Bijou
9781465652355
188 pages
Library of Alexandria
Overview
LA marquise de Bracieux travaillait pour ses pauvres; elle piqua dans la pelote de laine bourrue son gros crochet d’écaille blonde et, posant la pelote sur ses genoux, leva la tête vers son petit-neveu Jean de Blaye: —Jean?... qu’est-ce que tu regardes donc de si intéressant?... tu es là à t’écraser le nez contre la vitre, absolument comme quand tu étais petit... et insupportable... Jean de Blaye redressa brusquement le front, qu’il appuyait aux carreaux de la baie, et répondit avec un peu d’hésitation: —Moi?... mais rien, ma tante!... rien du tout!... —Rien du tout?... Eh bien, tu regardes rien du tout avec beaucoup d’attention!... —Ne le croyez pas, grand’mère!...—dit madame de Rueille de sa belle voix grave—il espère toujours voir paraître un fiacre au tournant de l’avenue... La marquise demanda: —Est-ce qu’il attend quelqu’un?... M. de Rueille expliqua en riant: —Non!... mais un fiacre... même un fiacre de Pont-sur-Loire, lui rappellerait Paris!... c’est une taquinerie de Bertrade... Jean murmura, sans bouger: —Oh!... je ne tiens pas tant que ça à me rappeler Paris!... Madame de Rueille le considéra avec étonnement, et, se tournant vers sa grand’mère: —On dirait presque qu’il est sincère?... —Sincère, mais absorbé!...—fit la marquise.
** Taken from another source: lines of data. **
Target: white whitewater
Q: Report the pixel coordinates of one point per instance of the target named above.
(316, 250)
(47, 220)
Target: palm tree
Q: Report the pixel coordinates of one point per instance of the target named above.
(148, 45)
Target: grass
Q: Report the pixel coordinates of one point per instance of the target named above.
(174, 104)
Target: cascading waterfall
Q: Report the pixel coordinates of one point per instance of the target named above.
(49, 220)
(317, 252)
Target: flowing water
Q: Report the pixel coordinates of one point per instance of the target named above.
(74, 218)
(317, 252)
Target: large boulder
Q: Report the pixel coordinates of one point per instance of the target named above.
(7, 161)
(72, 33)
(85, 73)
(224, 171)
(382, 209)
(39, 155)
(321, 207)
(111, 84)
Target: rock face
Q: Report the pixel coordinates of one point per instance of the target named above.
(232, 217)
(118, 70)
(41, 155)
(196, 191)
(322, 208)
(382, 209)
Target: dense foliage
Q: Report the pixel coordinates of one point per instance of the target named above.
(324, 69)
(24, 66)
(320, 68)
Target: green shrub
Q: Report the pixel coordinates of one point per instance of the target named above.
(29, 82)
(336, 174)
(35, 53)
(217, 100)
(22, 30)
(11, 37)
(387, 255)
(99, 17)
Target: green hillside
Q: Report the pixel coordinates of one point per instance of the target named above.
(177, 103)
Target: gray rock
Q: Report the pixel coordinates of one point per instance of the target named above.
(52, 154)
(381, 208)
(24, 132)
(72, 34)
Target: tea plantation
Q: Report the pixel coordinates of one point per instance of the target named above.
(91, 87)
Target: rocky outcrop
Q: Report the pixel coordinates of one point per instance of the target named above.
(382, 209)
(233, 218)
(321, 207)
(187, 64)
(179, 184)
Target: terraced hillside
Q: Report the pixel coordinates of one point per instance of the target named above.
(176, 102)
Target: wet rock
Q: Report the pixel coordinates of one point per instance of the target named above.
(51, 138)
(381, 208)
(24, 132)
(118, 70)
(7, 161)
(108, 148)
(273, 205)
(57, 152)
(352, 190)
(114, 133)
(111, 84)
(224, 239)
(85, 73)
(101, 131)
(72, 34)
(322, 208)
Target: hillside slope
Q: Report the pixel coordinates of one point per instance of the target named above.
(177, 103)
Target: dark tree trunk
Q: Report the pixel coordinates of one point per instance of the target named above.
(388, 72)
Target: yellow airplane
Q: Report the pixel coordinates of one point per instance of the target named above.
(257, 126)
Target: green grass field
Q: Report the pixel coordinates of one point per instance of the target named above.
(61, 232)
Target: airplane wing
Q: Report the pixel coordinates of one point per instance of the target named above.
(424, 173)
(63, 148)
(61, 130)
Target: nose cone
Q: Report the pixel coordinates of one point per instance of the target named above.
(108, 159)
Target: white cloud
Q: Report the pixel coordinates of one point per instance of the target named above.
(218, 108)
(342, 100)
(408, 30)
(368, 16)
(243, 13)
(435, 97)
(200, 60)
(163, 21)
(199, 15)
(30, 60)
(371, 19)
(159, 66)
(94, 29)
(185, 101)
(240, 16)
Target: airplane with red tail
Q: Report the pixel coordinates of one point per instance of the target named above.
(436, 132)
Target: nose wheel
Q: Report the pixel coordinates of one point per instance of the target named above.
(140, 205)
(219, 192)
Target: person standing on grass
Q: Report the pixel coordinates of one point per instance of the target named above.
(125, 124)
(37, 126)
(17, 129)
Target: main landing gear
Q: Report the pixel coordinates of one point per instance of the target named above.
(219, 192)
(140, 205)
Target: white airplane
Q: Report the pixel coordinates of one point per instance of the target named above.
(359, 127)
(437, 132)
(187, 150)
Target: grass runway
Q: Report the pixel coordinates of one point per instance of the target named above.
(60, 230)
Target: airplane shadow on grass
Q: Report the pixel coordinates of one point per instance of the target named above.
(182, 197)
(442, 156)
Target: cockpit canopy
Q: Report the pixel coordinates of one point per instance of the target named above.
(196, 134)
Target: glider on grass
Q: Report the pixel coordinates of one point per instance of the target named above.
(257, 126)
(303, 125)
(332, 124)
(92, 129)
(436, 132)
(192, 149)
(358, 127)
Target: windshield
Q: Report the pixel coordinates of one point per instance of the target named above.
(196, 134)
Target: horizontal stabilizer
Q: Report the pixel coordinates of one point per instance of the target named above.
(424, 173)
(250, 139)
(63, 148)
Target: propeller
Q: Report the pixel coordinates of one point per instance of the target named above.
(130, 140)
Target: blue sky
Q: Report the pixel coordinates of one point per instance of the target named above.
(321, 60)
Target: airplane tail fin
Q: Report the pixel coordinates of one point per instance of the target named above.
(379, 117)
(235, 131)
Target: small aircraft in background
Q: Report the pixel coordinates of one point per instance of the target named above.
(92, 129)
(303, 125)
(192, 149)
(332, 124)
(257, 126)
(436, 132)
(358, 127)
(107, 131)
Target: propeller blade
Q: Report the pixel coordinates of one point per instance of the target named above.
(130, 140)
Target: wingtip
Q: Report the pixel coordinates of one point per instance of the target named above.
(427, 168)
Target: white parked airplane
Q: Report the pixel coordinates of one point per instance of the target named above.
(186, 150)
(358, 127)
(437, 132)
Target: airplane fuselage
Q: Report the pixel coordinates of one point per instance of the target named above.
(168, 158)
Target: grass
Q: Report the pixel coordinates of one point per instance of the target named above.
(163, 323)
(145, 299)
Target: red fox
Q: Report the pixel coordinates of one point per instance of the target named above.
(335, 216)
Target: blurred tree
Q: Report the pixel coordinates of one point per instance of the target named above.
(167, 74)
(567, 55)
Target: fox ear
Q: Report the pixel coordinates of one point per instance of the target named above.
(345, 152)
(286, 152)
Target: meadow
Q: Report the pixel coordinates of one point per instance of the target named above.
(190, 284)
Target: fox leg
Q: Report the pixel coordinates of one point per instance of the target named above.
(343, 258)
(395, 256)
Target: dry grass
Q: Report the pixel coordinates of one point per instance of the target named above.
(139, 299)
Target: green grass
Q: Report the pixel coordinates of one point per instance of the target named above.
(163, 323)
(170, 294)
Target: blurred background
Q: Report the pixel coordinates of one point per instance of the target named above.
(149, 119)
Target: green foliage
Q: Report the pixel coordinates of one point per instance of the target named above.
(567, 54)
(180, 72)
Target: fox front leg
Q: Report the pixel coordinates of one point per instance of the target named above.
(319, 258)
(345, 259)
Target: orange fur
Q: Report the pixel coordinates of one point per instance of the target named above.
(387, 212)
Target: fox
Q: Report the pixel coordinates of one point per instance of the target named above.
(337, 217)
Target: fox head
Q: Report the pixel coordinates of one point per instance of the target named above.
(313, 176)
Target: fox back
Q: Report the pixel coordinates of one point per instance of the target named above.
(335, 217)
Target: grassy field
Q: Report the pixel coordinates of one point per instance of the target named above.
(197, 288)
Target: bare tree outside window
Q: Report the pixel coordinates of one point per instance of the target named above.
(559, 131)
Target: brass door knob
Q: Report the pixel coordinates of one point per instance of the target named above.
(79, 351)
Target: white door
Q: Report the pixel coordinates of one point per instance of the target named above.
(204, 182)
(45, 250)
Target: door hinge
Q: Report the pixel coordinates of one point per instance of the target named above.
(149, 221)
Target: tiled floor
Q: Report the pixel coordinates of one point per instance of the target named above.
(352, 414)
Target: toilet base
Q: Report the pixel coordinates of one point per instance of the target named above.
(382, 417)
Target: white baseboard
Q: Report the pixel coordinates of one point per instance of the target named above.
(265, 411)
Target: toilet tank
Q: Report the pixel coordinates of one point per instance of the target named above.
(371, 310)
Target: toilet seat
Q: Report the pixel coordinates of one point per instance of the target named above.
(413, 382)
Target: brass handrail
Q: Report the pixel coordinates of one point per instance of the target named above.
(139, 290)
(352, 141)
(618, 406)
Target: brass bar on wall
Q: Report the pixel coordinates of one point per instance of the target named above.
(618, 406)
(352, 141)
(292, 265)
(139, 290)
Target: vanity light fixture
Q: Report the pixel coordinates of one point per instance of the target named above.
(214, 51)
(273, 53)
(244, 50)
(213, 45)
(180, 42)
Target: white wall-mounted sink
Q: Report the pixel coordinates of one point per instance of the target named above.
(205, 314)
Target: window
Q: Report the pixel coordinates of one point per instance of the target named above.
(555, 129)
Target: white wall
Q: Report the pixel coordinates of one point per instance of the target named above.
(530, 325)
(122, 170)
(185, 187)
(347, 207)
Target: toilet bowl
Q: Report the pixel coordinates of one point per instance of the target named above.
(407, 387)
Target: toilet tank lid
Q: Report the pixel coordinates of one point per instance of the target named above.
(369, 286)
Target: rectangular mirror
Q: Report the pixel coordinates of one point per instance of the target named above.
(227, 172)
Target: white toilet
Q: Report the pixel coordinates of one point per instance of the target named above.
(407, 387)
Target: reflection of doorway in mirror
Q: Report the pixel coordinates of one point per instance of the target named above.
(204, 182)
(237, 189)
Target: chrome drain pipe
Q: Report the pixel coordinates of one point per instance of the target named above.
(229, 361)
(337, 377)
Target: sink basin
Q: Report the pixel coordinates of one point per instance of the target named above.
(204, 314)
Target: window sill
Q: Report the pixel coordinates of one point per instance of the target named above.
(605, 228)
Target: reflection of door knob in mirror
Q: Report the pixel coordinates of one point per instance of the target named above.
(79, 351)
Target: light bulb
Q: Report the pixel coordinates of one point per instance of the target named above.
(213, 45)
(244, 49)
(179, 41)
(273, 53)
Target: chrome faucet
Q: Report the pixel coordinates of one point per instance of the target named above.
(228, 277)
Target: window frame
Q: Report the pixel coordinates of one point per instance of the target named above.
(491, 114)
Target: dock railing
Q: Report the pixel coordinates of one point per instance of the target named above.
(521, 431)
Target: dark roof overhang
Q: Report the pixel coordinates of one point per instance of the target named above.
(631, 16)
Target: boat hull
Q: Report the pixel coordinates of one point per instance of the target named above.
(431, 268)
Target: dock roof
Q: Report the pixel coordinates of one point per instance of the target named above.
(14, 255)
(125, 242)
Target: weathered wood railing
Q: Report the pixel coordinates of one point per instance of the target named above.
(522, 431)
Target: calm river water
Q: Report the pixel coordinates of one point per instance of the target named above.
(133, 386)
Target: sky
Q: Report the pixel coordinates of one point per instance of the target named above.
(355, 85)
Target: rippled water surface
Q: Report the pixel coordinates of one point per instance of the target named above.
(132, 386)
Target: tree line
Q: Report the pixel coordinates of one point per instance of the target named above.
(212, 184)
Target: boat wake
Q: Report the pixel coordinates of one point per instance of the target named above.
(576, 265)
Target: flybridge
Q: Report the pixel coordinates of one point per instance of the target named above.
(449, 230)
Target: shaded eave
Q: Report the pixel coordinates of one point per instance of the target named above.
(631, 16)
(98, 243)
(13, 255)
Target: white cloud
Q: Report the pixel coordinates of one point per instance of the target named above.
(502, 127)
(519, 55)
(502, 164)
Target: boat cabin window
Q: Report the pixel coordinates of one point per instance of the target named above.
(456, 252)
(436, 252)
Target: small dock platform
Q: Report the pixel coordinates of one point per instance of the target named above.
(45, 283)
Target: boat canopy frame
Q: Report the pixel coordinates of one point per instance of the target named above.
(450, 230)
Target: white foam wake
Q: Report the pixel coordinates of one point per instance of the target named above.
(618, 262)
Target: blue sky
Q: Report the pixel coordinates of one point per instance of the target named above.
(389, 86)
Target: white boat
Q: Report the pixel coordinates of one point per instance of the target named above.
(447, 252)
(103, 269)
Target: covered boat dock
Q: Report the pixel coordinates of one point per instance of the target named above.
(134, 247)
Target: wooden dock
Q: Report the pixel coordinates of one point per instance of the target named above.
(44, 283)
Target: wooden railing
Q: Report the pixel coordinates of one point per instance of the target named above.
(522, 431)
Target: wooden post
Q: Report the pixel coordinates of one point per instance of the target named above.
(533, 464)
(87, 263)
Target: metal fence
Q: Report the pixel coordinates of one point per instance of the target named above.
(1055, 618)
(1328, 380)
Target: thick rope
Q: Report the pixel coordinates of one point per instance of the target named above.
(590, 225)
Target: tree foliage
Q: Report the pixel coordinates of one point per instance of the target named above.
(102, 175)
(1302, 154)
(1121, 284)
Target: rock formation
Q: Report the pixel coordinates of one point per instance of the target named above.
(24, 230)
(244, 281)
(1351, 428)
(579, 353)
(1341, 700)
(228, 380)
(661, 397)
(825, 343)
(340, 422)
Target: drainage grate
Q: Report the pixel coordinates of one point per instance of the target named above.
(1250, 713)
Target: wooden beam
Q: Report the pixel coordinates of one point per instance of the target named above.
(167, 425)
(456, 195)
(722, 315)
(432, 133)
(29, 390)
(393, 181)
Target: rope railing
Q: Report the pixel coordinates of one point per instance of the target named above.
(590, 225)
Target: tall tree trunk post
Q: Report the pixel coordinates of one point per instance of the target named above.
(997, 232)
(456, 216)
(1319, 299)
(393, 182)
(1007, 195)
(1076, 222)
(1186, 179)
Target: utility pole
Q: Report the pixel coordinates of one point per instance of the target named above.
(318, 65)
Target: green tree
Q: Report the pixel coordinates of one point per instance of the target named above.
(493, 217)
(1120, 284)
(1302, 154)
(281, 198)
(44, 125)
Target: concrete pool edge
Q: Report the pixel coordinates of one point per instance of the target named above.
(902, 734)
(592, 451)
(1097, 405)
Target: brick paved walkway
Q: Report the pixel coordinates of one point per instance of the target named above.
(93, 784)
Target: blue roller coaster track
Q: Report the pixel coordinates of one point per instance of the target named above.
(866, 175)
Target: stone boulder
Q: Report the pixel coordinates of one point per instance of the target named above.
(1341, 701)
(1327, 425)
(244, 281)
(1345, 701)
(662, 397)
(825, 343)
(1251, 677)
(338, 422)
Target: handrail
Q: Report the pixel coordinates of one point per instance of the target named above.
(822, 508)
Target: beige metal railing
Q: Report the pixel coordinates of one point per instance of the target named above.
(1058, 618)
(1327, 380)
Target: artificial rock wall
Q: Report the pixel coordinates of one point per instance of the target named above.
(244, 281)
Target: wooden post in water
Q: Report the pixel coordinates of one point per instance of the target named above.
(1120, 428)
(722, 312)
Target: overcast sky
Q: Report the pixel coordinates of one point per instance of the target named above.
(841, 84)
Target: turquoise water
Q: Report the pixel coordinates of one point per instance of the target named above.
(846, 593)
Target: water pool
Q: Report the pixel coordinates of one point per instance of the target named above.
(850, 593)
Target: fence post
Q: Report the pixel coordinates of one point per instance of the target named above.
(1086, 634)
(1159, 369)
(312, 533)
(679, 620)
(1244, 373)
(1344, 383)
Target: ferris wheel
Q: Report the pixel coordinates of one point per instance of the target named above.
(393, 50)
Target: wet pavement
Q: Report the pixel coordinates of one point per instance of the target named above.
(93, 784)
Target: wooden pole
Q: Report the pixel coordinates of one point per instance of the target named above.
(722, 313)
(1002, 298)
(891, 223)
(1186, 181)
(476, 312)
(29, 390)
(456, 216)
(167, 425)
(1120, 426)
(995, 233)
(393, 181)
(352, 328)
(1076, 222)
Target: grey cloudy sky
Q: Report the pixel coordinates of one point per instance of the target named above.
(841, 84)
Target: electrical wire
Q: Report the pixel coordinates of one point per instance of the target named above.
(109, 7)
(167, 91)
Et, s’adressant à un jeune abbé qui jouait au loto avec les petits de Rueille, elle demanda: —Monsieur l’abbé, dites-nous donc s’il se passe sur la terrasse quelque chose d’intéressant?... L’abbé, assis le dos à la grande baie, regarda derrière lui par-dessus son épaule, et répondit aussitôt: —Je ne vois pas la moindre chose intéressante, madame la marquise...—Pas la moindre... —affirma Jean. Et, quittant la fenêtre, il vint s’asseoir sur un divan. Un des petits de Rueille, négligeant ses cartons de loto, et laissant l’abbé répéter les numéros avec une inaltérable patience, s’était juché sur une chaise, et, grimaçant, semblait faire par la fenêtre, des signaux à quelqu’un.